More details on page 37 and 107. Everything is referenced if you want to explore further.
 

WillowJ

คภภเє ɠรค๓թєl
Messages
4,940
Location
WA, USA
It is not a department which handles any medical disorders or medical research, outside of CFS.
Also, they seem to not every have any money, so if you suggest sum that is bigger than before even though it is a very small fraction of a realistic amount of per-year funding for the disease, they panic, like they have never heard of that amount being spent on anything before, and say it's not possible.

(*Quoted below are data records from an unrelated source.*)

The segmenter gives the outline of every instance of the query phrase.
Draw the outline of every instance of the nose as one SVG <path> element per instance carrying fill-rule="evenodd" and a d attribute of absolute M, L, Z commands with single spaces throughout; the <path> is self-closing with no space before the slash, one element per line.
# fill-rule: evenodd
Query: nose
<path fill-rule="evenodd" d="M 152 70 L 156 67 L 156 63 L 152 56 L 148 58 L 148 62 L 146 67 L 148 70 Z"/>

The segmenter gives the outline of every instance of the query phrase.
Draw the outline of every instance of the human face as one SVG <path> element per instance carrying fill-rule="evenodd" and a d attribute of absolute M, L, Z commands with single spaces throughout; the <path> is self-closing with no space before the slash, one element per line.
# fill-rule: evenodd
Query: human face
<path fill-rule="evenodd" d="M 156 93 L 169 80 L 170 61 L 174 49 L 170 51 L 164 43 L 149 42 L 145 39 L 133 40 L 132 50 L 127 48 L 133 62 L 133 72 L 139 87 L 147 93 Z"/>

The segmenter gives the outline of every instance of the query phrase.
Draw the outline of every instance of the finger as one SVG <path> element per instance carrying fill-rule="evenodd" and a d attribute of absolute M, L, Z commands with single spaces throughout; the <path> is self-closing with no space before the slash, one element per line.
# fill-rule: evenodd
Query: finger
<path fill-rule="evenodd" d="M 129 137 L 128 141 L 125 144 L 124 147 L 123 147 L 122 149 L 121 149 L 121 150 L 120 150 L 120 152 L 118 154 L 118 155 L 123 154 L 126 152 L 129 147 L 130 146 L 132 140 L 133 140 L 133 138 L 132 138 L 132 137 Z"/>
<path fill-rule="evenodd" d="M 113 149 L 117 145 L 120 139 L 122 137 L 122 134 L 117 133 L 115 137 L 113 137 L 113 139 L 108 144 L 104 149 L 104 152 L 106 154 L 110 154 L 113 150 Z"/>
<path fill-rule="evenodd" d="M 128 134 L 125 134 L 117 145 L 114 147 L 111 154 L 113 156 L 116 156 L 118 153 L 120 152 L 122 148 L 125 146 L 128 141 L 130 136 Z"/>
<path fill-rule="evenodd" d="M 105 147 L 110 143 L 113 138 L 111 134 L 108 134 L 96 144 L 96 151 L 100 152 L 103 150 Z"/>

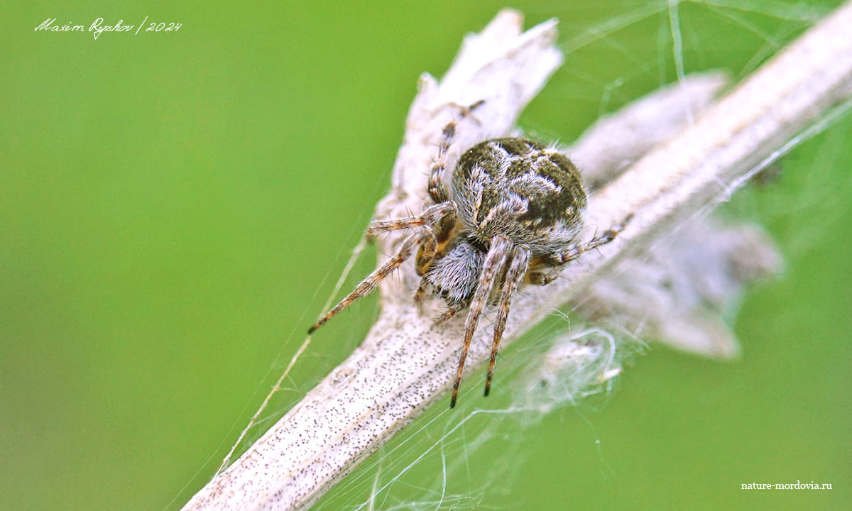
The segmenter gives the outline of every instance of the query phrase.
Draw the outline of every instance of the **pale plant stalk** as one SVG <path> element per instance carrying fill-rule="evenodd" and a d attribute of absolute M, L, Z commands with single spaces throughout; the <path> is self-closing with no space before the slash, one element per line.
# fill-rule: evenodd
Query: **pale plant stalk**
<path fill-rule="evenodd" d="M 502 12 L 481 33 L 465 39 L 440 84 L 428 75 L 421 79 L 393 187 L 377 216 L 422 209 L 441 128 L 460 108 L 485 100 L 458 126 L 451 161 L 475 141 L 511 132 L 561 60 L 555 20 L 524 33 L 521 25 L 520 14 Z M 846 104 L 852 91 L 849 34 L 852 6 L 846 4 L 594 194 L 584 236 L 629 215 L 633 219 L 615 241 L 573 261 L 550 284 L 525 288 L 513 303 L 503 344 L 577 297 L 620 259 L 646 250 L 678 219 L 714 198 L 727 198 L 762 163 L 777 158 L 780 148 L 824 119 L 827 110 Z M 688 100 L 690 83 L 687 78 L 680 87 Z M 380 254 L 393 254 L 400 237 L 378 243 Z M 185 509 L 307 508 L 444 395 L 458 361 L 463 318 L 436 325 L 431 313 L 418 313 L 412 302 L 417 277 L 409 267 L 400 272 L 402 278 L 381 286 L 381 313 L 354 353 Z M 490 341 L 488 329 L 480 329 L 469 369 L 487 359 Z M 481 383 L 468 378 L 463 386 L 480 390 Z M 481 398 L 466 393 L 461 399 Z"/>

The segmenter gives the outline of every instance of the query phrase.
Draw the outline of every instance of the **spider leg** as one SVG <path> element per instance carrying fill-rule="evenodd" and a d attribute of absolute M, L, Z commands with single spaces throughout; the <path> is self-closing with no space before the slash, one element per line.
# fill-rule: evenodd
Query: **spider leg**
<path fill-rule="evenodd" d="M 414 234 L 410 236 L 402 244 L 402 247 L 400 251 L 396 253 L 395 256 L 388 260 L 388 262 L 382 265 L 381 267 L 376 269 L 372 273 L 367 276 L 366 278 L 360 281 L 358 285 L 355 286 L 355 290 L 348 294 L 345 298 L 340 301 L 340 303 L 334 306 L 334 307 L 329 312 L 325 313 L 320 319 L 314 324 L 308 330 L 308 334 L 313 334 L 314 330 L 322 326 L 324 323 L 334 317 L 335 314 L 343 310 L 344 308 L 349 307 L 353 301 L 366 296 L 369 295 L 376 287 L 381 283 L 384 278 L 390 275 L 394 270 L 400 267 L 400 265 L 403 263 L 414 251 L 414 248 L 423 243 L 423 241 L 431 237 L 432 233 L 430 232 L 421 233 L 419 234 Z"/>
<path fill-rule="evenodd" d="M 461 303 L 451 305 L 450 307 L 446 307 L 446 310 L 441 313 L 440 316 L 435 318 L 435 324 L 440 324 L 445 321 L 449 321 L 456 314 L 463 311 L 466 307 L 468 307 L 468 303 L 466 301 L 462 301 Z"/>
<path fill-rule="evenodd" d="M 464 342 L 462 346 L 462 354 L 458 359 L 458 370 L 456 371 L 456 381 L 452 384 L 452 399 L 450 400 L 450 408 L 456 405 L 458 398 L 458 386 L 462 382 L 462 374 L 464 370 L 464 360 L 468 358 L 468 350 L 470 348 L 470 340 L 476 331 L 476 325 L 479 324 L 482 309 L 488 302 L 491 296 L 491 289 L 494 284 L 495 277 L 503 268 L 506 262 L 506 256 L 511 250 L 512 242 L 503 236 L 497 236 L 491 242 L 491 250 L 486 256 L 485 262 L 482 264 L 482 273 L 480 274 L 479 284 L 476 286 L 476 292 L 470 302 L 470 312 L 468 313 L 467 321 L 464 323 Z"/>
<path fill-rule="evenodd" d="M 367 236 L 373 237 L 380 233 L 390 233 L 402 229 L 410 229 L 411 227 L 433 226 L 438 223 L 447 214 L 455 210 L 455 206 L 451 203 L 444 203 L 433 204 L 426 208 L 426 210 L 417 216 L 394 218 L 394 220 L 376 220 L 370 223 Z"/>
<path fill-rule="evenodd" d="M 436 204 L 445 203 L 450 198 L 446 192 L 446 187 L 444 186 L 441 181 L 441 176 L 444 175 L 444 169 L 446 168 L 446 153 L 450 150 L 450 146 L 452 145 L 452 142 L 456 139 L 456 125 L 458 124 L 459 121 L 470 115 L 470 112 L 478 108 L 482 103 L 485 103 L 485 100 L 476 101 L 469 106 L 462 107 L 458 118 L 447 123 L 441 131 L 440 143 L 438 145 L 438 157 L 435 158 L 435 162 L 432 164 L 432 169 L 429 175 L 429 195 L 432 198 L 432 202 Z"/>
<path fill-rule="evenodd" d="M 628 215 L 627 218 L 625 218 L 619 225 L 613 226 L 612 228 L 607 229 L 603 233 L 596 235 L 589 241 L 586 241 L 584 243 L 575 243 L 571 245 L 568 245 L 565 250 L 552 254 L 550 256 L 547 256 L 541 258 L 536 258 L 535 260 L 531 261 L 530 269 L 532 270 L 535 275 L 538 275 L 542 268 L 559 267 L 567 262 L 570 262 L 574 259 L 579 257 L 584 252 L 588 252 L 589 250 L 596 249 L 597 247 L 602 244 L 606 244 L 615 239 L 615 237 L 618 236 L 619 233 L 625 230 L 625 227 L 627 226 L 627 223 L 632 218 L 633 215 Z M 531 277 L 535 277 L 535 275 L 531 275 Z M 546 278 L 541 284 L 548 284 L 552 280 L 553 280 L 552 278 Z M 536 282 L 534 278 L 531 278 L 531 281 Z M 536 284 L 539 283 L 536 282 Z"/>
<path fill-rule="evenodd" d="M 488 363 L 488 376 L 485 381 L 485 396 L 491 391 L 491 378 L 494 375 L 494 365 L 497 363 L 497 352 L 503 339 L 503 331 L 506 329 L 506 318 L 509 317 L 509 307 L 512 298 L 518 290 L 518 284 L 523 280 L 529 268 L 530 250 L 527 247 L 516 246 L 512 253 L 512 260 L 503 282 L 503 290 L 500 292 L 499 308 L 497 310 L 497 319 L 494 321 L 494 341 L 491 345 L 491 361 Z"/>

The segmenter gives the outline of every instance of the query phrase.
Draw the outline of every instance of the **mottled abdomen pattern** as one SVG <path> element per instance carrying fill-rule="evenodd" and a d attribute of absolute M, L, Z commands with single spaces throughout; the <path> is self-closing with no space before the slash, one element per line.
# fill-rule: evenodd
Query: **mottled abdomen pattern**
<path fill-rule="evenodd" d="M 474 146 L 459 158 L 452 190 L 460 227 L 483 246 L 503 235 L 535 256 L 564 247 L 582 227 L 586 194 L 577 168 L 532 141 Z"/>

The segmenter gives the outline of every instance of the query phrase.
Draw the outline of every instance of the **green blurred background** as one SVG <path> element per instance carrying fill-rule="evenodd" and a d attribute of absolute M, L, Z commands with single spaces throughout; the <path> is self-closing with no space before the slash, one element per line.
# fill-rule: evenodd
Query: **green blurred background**
<path fill-rule="evenodd" d="M 521 123 L 540 136 L 571 141 L 676 79 L 665 3 L 514 3 L 528 25 L 561 20 L 566 65 Z M 724 3 L 680 5 L 686 72 L 742 78 L 836 3 Z M 502 7 L 4 6 L 0 508 L 185 502 L 331 292 L 388 187 L 418 75 L 442 74 L 462 37 Z M 33 30 L 48 18 L 88 27 L 146 16 L 181 26 L 97 40 Z M 848 117 L 796 149 L 775 182 L 722 208 L 765 222 L 788 265 L 746 298 L 739 360 L 654 348 L 627 368 L 602 411 L 507 427 L 519 436 L 495 439 L 475 462 L 456 445 L 461 468 L 451 476 L 462 490 L 443 505 L 849 508 Z M 357 345 L 374 311 L 359 305 L 315 336 L 278 415 Z M 520 359 L 513 353 L 503 367 Z M 441 417 L 430 426 L 439 434 L 450 421 Z M 435 441 L 423 434 L 415 451 Z M 507 459 L 501 441 L 521 455 Z M 440 459 L 426 463 L 423 474 L 442 470 Z M 740 490 L 797 479 L 834 489 Z M 347 486 L 326 508 L 365 502 L 370 485 Z M 400 486 L 384 507 L 425 498 L 417 485 Z"/>

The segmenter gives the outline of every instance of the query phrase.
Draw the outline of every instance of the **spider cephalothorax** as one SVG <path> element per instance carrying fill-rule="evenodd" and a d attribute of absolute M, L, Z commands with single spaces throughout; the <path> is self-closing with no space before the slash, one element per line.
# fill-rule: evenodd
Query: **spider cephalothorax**
<path fill-rule="evenodd" d="M 586 194 L 576 167 L 563 153 L 522 138 L 480 142 L 458 159 L 449 191 L 441 178 L 455 123 L 443 133 L 432 167 L 433 203 L 417 216 L 376 221 L 368 235 L 410 229 L 413 233 L 388 262 L 362 280 L 322 316 L 309 333 L 352 301 L 369 294 L 417 249 L 419 301 L 431 291 L 442 298 L 446 320 L 469 308 L 450 407 L 456 405 L 470 340 L 482 311 L 497 305 L 485 395 L 491 388 L 500 339 L 511 301 L 522 281 L 546 284 L 558 268 L 583 252 L 611 241 L 619 227 L 586 242 L 574 238 L 583 227 Z"/>

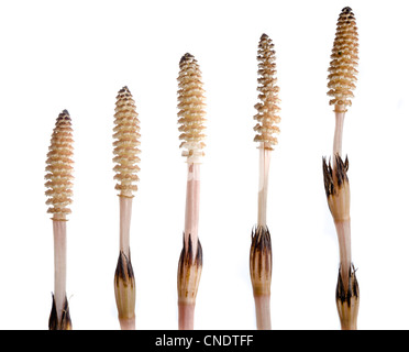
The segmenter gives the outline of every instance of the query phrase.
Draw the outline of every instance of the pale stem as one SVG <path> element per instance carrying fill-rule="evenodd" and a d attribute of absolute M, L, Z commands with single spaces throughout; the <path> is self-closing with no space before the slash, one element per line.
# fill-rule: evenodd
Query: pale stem
<path fill-rule="evenodd" d="M 54 234 L 54 300 L 57 320 L 63 317 L 67 282 L 67 227 L 66 221 L 53 219 Z"/>
<path fill-rule="evenodd" d="M 254 296 L 257 330 L 272 330 L 269 295 Z"/>
<path fill-rule="evenodd" d="M 195 304 L 178 304 L 179 330 L 194 330 Z"/>
<path fill-rule="evenodd" d="M 135 330 L 135 318 L 119 318 L 121 330 Z"/>
<path fill-rule="evenodd" d="M 334 144 L 333 144 L 334 160 L 335 160 L 336 154 L 342 156 L 342 134 L 343 134 L 343 129 L 344 129 L 344 119 L 345 119 L 344 108 L 335 109 L 335 132 L 334 132 Z"/>
<path fill-rule="evenodd" d="M 335 228 L 338 233 L 338 241 L 340 246 L 340 265 L 341 265 L 341 278 L 345 290 L 349 286 L 350 267 L 352 263 L 351 256 L 351 221 L 342 220 L 335 221 Z"/>
<path fill-rule="evenodd" d="M 259 178 L 258 178 L 258 216 L 257 226 L 266 227 L 267 224 L 267 191 L 268 191 L 268 172 L 272 151 L 259 146 Z"/>
<path fill-rule="evenodd" d="M 130 230 L 132 216 L 132 198 L 119 197 L 120 201 L 120 251 L 130 258 Z"/>
<path fill-rule="evenodd" d="M 188 239 L 190 234 L 194 255 L 196 255 L 198 246 L 199 202 L 200 164 L 188 163 L 185 212 L 185 248 L 188 248 Z"/>

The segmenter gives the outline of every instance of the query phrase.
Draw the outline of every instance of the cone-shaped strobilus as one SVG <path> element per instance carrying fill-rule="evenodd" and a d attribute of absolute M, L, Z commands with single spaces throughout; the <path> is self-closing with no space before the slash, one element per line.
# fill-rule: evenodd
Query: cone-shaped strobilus
<path fill-rule="evenodd" d="M 357 329 L 360 308 L 360 288 L 351 255 L 351 218 L 350 182 L 346 176 L 349 158 L 342 160 L 342 136 L 345 112 L 351 106 L 356 66 L 358 59 L 358 41 L 355 15 L 351 8 L 344 8 L 338 20 L 329 68 L 330 105 L 334 106 L 335 132 L 333 140 L 332 165 L 323 158 L 323 179 L 325 195 L 335 224 L 339 249 L 340 270 L 336 284 L 336 308 L 341 329 Z"/>
<path fill-rule="evenodd" d="M 276 134 L 279 133 L 277 123 L 280 121 L 279 87 L 276 85 L 276 63 L 274 44 L 268 35 L 259 38 L 258 52 L 258 87 L 259 102 L 254 119 L 256 135 L 254 141 L 259 148 L 259 183 L 258 183 L 258 216 L 257 224 L 252 233 L 250 252 L 250 276 L 253 285 L 255 312 L 258 330 L 272 329 L 270 319 L 270 285 L 272 285 L 272 241 L 267 228 L 267 190 L 268 173 L 273 145 L 277 144 Z"/>

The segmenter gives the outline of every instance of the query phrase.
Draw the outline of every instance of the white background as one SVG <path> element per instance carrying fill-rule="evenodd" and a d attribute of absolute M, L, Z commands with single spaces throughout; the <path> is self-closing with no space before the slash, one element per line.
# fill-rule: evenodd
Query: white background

Of course it's possible. Other diseases do it all the time. There is no rational reason why we shouldn't have the same access other diseases have.
 

Scarecrow

Revolting Peasant
Messages
1,904
Location
Scotland
Yes, I think her biggest problem stems from coming from the Office of Women's Health. It is not a department which handles any medical disorders or medical research, outside of CFS. Generally speaking, they are involved in managing social research to see how women and/or minorities, etc, are impacted differently in the health system. As such, it seems to be entirely staffed by people who aren't very clear on what science, medicine, or biomedical research actually are.
Also, they seem to not every have any money, so if you suggest sum that is bigger than before even though it is a very small fraction of a realistic amount of per-year funding for the disease, they panic, like they have never heard of that amount being spent on anything before, and say it's not possible.
A question from an ignorant UKer:

Did the misappropriation of funds meant for ME/CFS research happen after the move to Women's Health? If so, and this can only be speculated about, do you think it would have happened if ME/CFS had a proper home?